As a nod to meat eaters, there are a couple of non-fish dishes on the menu, which changes daily. One evening a contrarian friend, being in a seafood restaurant, decided to order anything but fish. He began with raviolini made from a silky pasta dough filled with fresh sheep’s milk and served with braised veal breast and truffle oil. He followed that with RM’s version of steak and potatoes: pan-roasted onglet with braised short rib jus, mushrooms and whipped potatoes. The steak, which had been marinated in red wine with garlic and rosemary, was cut in rare, beefy slices.
The argument over which comes first, cheese or dessert, is resolved by a section of the menu that offers both at once. A warm walnut date torte comes with a ripened piece of Saint-Nectaire, a rather dry doughnut is accompanied by a powerful goat’s cheese, and a gooey chocolate mousse is served alongside a Vermont bonne bouche.
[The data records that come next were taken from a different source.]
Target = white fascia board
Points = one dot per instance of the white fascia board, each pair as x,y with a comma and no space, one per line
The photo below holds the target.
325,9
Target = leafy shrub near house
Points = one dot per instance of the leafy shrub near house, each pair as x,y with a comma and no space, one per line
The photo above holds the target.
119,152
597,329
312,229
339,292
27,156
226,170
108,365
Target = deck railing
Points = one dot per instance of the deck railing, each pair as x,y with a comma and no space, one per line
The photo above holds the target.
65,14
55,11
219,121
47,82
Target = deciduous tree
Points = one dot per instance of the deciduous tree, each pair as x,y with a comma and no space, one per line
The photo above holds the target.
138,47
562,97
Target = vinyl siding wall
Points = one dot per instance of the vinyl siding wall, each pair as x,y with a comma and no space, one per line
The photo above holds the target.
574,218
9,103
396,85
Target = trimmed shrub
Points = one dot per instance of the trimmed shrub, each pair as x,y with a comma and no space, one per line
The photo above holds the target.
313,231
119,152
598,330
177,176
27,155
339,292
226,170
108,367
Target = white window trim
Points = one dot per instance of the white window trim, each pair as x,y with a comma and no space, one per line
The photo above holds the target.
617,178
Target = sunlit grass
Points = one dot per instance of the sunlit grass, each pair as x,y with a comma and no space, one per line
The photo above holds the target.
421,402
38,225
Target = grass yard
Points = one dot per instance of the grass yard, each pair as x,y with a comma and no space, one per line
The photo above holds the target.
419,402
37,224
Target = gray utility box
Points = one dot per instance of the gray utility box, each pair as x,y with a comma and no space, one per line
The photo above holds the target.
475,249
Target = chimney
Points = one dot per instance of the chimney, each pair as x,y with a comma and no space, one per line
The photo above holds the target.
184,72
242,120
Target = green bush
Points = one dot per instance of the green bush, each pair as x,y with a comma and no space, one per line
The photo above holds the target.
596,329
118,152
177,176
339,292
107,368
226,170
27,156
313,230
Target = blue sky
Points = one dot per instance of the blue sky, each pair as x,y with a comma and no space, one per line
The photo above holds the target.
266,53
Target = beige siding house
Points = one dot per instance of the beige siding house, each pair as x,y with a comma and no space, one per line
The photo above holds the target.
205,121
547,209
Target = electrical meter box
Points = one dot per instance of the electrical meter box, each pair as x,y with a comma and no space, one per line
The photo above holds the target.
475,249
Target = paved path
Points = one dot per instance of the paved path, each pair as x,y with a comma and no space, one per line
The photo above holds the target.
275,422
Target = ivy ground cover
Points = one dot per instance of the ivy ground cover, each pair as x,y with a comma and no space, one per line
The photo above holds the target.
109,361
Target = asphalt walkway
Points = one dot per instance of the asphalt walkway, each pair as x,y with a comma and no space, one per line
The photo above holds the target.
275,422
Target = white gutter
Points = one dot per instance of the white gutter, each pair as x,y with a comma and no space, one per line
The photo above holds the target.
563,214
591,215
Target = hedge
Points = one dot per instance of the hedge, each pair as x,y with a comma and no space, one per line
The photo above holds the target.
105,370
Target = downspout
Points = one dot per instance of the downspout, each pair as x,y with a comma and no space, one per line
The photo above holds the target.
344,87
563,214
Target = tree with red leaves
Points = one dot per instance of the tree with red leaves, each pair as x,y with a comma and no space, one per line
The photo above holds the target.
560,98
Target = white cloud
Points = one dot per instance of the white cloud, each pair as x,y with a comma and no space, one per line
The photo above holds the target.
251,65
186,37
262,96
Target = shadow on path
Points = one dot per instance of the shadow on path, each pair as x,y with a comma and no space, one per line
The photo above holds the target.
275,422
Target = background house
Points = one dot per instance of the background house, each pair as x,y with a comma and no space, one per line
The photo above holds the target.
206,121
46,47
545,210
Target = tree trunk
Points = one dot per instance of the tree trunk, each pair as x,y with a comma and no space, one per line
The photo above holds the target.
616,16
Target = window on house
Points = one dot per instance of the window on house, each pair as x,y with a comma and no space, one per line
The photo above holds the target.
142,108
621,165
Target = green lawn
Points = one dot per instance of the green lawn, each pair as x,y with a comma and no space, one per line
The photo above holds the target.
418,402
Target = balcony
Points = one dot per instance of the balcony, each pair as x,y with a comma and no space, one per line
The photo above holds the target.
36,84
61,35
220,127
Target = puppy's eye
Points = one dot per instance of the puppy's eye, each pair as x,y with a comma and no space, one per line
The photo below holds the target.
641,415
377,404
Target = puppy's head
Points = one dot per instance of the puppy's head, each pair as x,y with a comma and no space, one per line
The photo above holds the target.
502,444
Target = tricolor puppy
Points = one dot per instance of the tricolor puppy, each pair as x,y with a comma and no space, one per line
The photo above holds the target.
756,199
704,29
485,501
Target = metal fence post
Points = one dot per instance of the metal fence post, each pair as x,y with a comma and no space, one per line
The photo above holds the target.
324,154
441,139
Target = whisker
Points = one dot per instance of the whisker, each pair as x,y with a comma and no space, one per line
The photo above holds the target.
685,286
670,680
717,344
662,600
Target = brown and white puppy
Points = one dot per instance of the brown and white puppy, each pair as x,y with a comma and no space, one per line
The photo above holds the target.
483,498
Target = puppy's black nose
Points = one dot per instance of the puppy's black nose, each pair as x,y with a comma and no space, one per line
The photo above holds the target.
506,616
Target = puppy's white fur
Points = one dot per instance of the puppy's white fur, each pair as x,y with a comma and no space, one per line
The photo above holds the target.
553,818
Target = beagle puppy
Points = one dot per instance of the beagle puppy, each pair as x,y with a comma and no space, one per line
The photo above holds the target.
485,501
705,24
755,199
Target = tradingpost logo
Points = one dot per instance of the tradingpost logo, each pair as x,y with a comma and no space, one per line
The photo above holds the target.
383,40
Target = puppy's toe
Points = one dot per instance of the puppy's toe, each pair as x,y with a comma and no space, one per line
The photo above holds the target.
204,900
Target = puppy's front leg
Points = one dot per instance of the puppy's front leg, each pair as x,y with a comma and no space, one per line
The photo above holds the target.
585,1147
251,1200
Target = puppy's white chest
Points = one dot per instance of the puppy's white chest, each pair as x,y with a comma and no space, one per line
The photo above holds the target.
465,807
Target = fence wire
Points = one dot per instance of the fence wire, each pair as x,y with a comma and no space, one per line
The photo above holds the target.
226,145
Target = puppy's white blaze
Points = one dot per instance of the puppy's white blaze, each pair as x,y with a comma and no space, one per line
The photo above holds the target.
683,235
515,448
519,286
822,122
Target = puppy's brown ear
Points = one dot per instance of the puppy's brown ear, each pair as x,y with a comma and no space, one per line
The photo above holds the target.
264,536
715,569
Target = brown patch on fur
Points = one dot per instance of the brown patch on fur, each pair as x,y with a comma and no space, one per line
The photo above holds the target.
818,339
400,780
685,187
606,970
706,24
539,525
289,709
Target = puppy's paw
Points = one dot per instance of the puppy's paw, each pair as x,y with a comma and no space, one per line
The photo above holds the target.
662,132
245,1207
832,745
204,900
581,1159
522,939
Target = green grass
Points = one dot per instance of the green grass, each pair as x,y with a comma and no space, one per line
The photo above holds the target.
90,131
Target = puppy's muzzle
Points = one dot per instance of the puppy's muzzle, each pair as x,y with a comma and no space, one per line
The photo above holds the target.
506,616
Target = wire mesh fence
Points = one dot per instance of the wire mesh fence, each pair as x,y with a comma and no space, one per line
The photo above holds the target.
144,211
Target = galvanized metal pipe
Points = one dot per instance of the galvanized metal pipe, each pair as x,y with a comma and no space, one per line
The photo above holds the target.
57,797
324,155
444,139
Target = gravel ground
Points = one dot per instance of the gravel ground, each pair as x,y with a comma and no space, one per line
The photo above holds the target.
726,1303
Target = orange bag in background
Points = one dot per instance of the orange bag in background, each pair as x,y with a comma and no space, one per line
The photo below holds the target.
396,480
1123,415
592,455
With dessert comes the tea menu, which the captain treats like a wine list: “This Darjeeling is the Chateau Petrus of Assam, grown on the south side of the hill,” he said one evening, “I suggest green tea with the apple tarte tatin, assam with the hazelnut s’more pie … each tea gets up to four steepings.” If s’mores suggest anything besides a campfire and a stick, it’s a can of root beer. RM refines this American classic while remaining true to its spirit with a hazelnut graham cracker, chocolate ganache and toasted (homemade) marshmallow served with Ovaltine ice cream. The kitchen also turns out a wonderful brandied pear crisp with ginger butterscotch, sesame crackling and basil oil, and a creamsicle made with passion fruit that comes with pineapple beignets. Rice Krispies show up in a pillbox with chocolate, filled with banana and served with bourbon pecans and a malted milk. You don’t get desserts like this at the beach.
The lone diner had finished his bottle of wine and now had a glass of tea in front of him, which he was sipping as attentively as if it were the Gevrey-Chambertin. “Are you from California?” I asked. He flushed. “You could tell? I live here half the year around the corner. I was walking by and wondered what this place was, so I just dropped in. What a piece of luck,” he added. “I’ll be back.”